Note: the scalar product is not associative — $(\vec{a} \cdot \vec{b}) \cdot \vec{c}$ is not defined (the left side is a scalar, not a vector).

Two nonzero vectors $\vec{a}$ and $\vec{b}$ are perpendicular if and only if their scalar product is zero:

$\vec{a} \perp \vec{b} \iff \vec{a} \cdot \vec{b} = 0$

Proof. Since $\vec{a} \neq \vec{0}$ and $\vec{b} \neq \vec{0}$, we have $|\vec{a}| \neq 0$ and $|\vec{b}| \neq 0$. Then: $\vec{a} \cdot \vec{b} = |\vec{a}||\vec{b}|\cos\varphi = 0 \iff \cos\varphi = 0 \iff \varphi = 90°. \quad \blacktriangleleft$

The angle $\varphi$ between nonzero vectors $\vec{a} = (a_1, a_2)$ and $\vec{b} = (b_1, b_2)$ satisfies:

$\boxed{\cos\varphi = \dfrac{\vec{a} \cdot \vec{b}}{|\vec{a}|\,|\vec{b}|} = \dfrac{a_1 b_1 + a_2 b_2}{\sqrt{a_1^2 + a_2^2}\;\sqrt{b_1^2 + b_2^2}}}$

Since $0° \leq \varphi \leq 180°$, the sign of $\cos\varphi$ determines whether the angle is acute, right, or obtuse.

Find the angle between $\vec{a} = (3, 4)$ and $\vec{b} = (-4, 3)$.

Solution.

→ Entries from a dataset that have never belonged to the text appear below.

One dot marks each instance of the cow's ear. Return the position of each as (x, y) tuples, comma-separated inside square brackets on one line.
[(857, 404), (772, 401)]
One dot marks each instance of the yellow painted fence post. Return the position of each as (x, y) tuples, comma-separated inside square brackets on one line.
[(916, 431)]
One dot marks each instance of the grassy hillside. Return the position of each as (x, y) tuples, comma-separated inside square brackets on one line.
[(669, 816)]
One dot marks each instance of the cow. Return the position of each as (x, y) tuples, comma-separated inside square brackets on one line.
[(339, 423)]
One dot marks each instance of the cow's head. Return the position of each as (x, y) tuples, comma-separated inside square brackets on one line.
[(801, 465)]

Compute the dot product:

$\vec{a} \cdot \vec{b} = 3 \cdot (-4) + 4 \cdot 3 = -12 + 12 = 0$

Since $\vec{a} \cdot \vec{b} = 0$ and both vectors are nonzero, the vectors are perpendicular.

Answer: $\varphi = 90°$. $\blacktriangleleft$

Find the angle between $\vec{p} = (1, \sqrt{3})$ and $\vec{q} = (2, 0)$.

Solution.

$\vec{p} \cdot \vec{q} = 1 \cdot 2 + \sqrt{3} \cdot 0 = 2$

$|\vec{p}| = \sqrt{1 + 3} = 2, \qquad |\vec{q}| = \sqrt{4 + 0} = 2$

$\cos\varphi = \dfrac{2}{2 \cdot 2} = \dfrac{1}{2}$

Therefore $\varphi = 60°$.

Answer: $\varphi = 60°$. $\blacktriangleleft$

Given $\vec{a} = (5, -2)$ and $\vec{b} = (4, 10)$.

(a) Compute $\vec{a} \cdot \vec{b}$. (b) Are $\vec{a}$ and $\vec{b}$ perpendicular? Justify your answer. (c) Find $|\vec{a}|$ and $|\vec{b}|$.

Given $\vec{u} = (3, -4)$ and $\vec{v} = (m, 6)$ where $m$ is unknown.

(a) Find the value of $m$ for which $\vec{u} \perp \vec{v}$. (b) For the value of $m$ found in (a), find the angle $\varphi$ between $\vec{u}$ and $\vec{u} + \vec{v}$.

Hint: For (b), use the coordinate formula for the dot product with $\vec{u}$ and $\vec{u} + \vec{v}$.